The U.S. Department of Transportation’s Federal Highway Administration (FHWA) is now calling for state and local officials to nominate routes where drivers can find alternative fuels. According to the FHWA, these zero-emission and alternative fuel corridors fulfill a directive in the Fixing America’s Surface Transportation Act.
“We can’t have smart cities without smart highways,” says U.S. Transportation Secretary Anthony Foxx. “Making sure drivers with alternative fuel vehicles can use the national highway system, rather than being limited only to local areas, is the next step in advancing America’s transportation network.”
The new provision – included in today’s Federal Register – requires the secretary to solicit and designate national plug-in electric vehicle (EV) charging and hydrogen, propane and natural gas fueling corridors along major highways.
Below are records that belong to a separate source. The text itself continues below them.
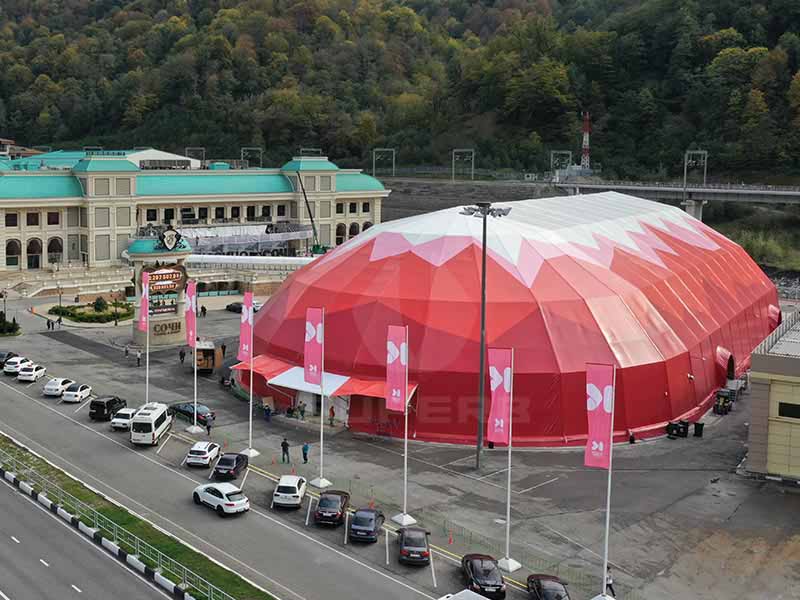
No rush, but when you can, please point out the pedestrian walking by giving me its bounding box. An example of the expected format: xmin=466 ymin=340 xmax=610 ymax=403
xmin=606 ymin=565 xmax=617 ymax=598
xmin=281 ymin=438 xmax=291 ymax=463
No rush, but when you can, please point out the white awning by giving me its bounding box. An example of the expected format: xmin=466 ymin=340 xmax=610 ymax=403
xmin=267 ymin=367 xmax=350 ymax=396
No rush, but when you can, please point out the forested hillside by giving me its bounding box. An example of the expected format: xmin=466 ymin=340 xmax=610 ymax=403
xmin=0 ymin=0 xmax=800 ymax=177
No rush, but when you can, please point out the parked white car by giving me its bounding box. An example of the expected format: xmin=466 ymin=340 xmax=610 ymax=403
xmin=3 ymin=356 xmax=33 ymax=375
xmin=186 ymin=442 xmax=219 ymax=467
xmin=42 ymin=377 xmax=75 ymax=396
xmin=272 ymin=475 xmax=306 ymax=506
xmin=111 ymin=408 xmax=139 ymax=431
xmin=192 ymin=483 xmax=250 ymax=517
xmin=17 ymin=365 xmax=47 ymax=381
xmin=61 ymin=383 xmax=92 ymax=402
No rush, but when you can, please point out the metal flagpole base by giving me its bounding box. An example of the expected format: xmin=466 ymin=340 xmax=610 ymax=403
xmin=392 ymin=513 xmax=417 ymax=527
xmin=497 ymin=556 xmax=522 ymax=573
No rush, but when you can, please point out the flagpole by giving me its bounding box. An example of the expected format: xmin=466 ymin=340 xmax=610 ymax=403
xmin=311 ymin=307 xmax=331 ymax=490
xmin=498 ymin=348 xmax=522 ymax=573
xmin=601 ymin=366 xmax=617 ymax=597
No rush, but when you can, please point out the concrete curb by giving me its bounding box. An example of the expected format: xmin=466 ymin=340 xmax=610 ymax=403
xmin=0 ymin=467 xmax=195 ymax=600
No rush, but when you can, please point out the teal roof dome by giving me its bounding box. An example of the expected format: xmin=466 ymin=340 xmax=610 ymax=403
xmin=281 ymin=156 xmax=339 ymax=171
xmin=128 ymin=238 xmax=192 ymax=254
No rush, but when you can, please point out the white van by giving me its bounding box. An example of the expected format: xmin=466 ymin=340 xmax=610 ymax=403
xmin=131 ymin=402 xmax=172 ymax=446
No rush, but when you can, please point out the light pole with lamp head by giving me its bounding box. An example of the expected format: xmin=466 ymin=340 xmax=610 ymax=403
xmin=460 ymin=202 xmax=511 ymax=470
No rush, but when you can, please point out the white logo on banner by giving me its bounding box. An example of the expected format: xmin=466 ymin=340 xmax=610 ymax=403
xmin=586 ymin=383 xmax=614 ymax=414
xmin=386 ymin=341 xmax=408 ymax=366
xmin=306 ymin=321 xmax=322 ymax=344
xmin=489 ymin=365 xmax=511 ymax=393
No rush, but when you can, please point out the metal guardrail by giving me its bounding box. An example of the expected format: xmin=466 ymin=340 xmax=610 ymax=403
xmin=0 ymin=440 xmax=235 ymax=600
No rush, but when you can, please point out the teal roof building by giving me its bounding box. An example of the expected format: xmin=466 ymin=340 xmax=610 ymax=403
xmin=0 ymin=148 xmax=391 ymax=271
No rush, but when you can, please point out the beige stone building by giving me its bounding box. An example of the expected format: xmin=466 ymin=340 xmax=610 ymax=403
xmin=746 ymin=313 xmax=800 ymax=479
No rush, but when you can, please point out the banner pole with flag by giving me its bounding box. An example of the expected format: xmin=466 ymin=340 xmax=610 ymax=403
xmin=237 ymin=292 xmax=261 ymax=458
xmin=583 ymin=364 xmax=617 ymax=600
xmin=137 ymin=271 xmax=150 ymax=404
xmin=303 ymin=308 xmax=331 ymax=489
xmin=602 ymin=367 xmax=617 ymax=594
xmin=486 ymin=348 xmax=522 ymax=573
xmin=184 ymin=280 xmax=203 ymax=434
xmin=384 ymin=325 xmax=417 ymax=527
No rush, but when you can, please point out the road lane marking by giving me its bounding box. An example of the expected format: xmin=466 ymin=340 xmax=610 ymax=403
xmin=75 ymin=397 xmax=92 ymax=413
xmin=0 ymin=382 xmax=436 ymax=600
xmin=514 ymin=477 xmax=561 ymax=494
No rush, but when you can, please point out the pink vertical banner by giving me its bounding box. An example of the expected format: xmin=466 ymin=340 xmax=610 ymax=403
xmin=384 ymin=325 xmax=408 ymax=412
xmin=583 ymin=364 xmax=614 ymax=469
xmin=303 ymin=308 xmax=325 ymax=385
xmin=184 ymin=280 xmax=197 ymax=348
xmin=138 ymin=271 xmax=150 ymax=331
xmin=236 ymin=292 xmax=253 ymax=361
xmin=486 ymin=348 xmax=514 ymax=444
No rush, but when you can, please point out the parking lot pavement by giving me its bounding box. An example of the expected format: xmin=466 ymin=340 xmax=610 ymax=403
xmin=0 ymin=311 xmax=800 ymax=598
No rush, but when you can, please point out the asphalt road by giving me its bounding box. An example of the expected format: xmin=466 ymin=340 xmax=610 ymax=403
xmin=0 ymin=378 xmax=460 ymax=600
xmin=0 ymin=483 xmax=170 ymax=600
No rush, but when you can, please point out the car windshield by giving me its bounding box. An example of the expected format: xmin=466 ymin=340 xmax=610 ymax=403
xmin=472 ymin=559 xmax=503 ymax=585
xmin=542 ymin=581 xmax=567 ymax=600
xmin=404 ymin=531 xmax=426 ymax=548
xmin=319 ymin=496 xmax=341 ymax=510
xmin=353 ymin=513 xmax=374 ymax=527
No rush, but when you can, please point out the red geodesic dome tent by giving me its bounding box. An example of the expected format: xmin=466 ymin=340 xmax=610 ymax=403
xmin=245 ymin=192 xmax=780 ymax=445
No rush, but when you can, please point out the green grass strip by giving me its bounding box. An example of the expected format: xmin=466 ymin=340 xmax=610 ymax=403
xmin=0 ymin=434 xmax=275 ymax=600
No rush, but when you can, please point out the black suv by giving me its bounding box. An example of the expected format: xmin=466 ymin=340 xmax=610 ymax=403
xmin=314 ymin=490 xmax=350 ymax=525
xmin=89 ymin=396 xmax=128 ymax=421
xmin=461 ymin=554 xmax=506 ymax=600
xmin=214 ymin=452 xmax=250 ymax=479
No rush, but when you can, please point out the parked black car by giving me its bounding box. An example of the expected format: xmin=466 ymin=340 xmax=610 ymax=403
xmin=89 ymin=396 xmax=128 ymax=421
xmin=528 ymin=575 xmax=570 ymax=600
xmin=214 ymin=453 xmax=249 ymax=479
xmin=169 ymin=402 xmax=216 ymax=427
xmin=314 ymin=490 xmax=350 ymax=525
xmin=461 ymin=554 xmax=506 ymax=600
xmin=397 ymin=527 xmax=431 ymax=565
xmin=0 ymin=350 xmax=19 ymax=367
xmin=348 ymin=508 xmax=386 ymax=542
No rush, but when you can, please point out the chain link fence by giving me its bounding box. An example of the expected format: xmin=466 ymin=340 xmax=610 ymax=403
xmin=0 ymin=438 xmax=235 ymax=600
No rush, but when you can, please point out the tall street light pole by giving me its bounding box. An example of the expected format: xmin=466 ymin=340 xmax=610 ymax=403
xmin=461 ymin=202 xmax=511 ymax=470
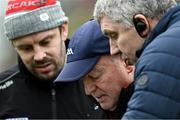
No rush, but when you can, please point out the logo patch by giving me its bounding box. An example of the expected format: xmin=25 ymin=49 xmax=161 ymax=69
xmin=0 ymin=80 xmax=13 ymax=90
xmin=67 ymin=48 xmax=74 ymax=55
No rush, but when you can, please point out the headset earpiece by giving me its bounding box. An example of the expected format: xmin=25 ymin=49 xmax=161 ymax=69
xmin=133 ymin=18 xmax=147 ymax=37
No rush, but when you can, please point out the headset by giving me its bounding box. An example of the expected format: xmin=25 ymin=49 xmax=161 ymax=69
xmin=133 ymin=18 xmax=147 ymax=38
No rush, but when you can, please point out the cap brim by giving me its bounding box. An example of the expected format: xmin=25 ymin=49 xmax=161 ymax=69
xmin=55 ymin=56 xmax=99 ymax=82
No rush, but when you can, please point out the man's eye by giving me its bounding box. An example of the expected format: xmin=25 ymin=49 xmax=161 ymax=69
xmin=19 ymin=46 xmax=32 ymax=52
xmin=40 ymin=40 xmax=50 ymax=46
xmin=110 ymin=34 xmax=117 ymax=39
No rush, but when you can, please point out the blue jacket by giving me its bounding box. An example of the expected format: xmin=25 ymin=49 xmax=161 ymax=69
xmin=123 ymin=6 xmax=180 ymax=119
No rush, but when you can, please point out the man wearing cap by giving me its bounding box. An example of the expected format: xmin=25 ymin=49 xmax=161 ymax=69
xmin=0 ymin=0 xmax=106 ymax=120
xmin=56 ymin=20 xmax=134 ymax=119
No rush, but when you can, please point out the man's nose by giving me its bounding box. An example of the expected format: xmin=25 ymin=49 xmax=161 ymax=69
xmin=85 ymin=82 xmax=96 ymax=95
xmin=110 ymin=40 xmax=120 ymax=55
xmin=34 ymin=50 xmax=46 ymax=61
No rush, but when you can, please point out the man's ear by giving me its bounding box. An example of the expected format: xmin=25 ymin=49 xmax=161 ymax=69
xmin=123 ymin=60 xmax=135 ymax=75
xmin=59 ymin=22 xmax=68 ymax=41
xmin=133 ymin=14 xmax=150 ymax=38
The FHWA says its notice invites nominations from state and local officials to assist in making such designations.
In 2014, the U.S. pledged to reduce greenhouse-gas (GHG) emissions by up to 28% by 2025 and 80% or more by 2050. By supporting lower-emitting vehicles, alternative fuel and zero-emission corridors will help to reduce vehicle exhaust – a significant contributor to U.S. GHG emissions.
“By identifying where alternative fueling stations can be found, we can accelerate the use of innovative next-generation vehicles, improve air quality, reduce greenhouse-gas emissions and ensure our transportation network meets the needs of 21st century drivers,” says Federal Highway Administrator Gregory Nadeau.
According to the FHWA, the designation effort will develop a process to make formal corridor designations – including identifiable national signs, such as the red, white and blue “shield” signs used on U.S. routes – once established criteria are met.
Initial nominations for corridor designations are due to the FHWA no later than Aug. 21 or 30 days after the publication of this notice.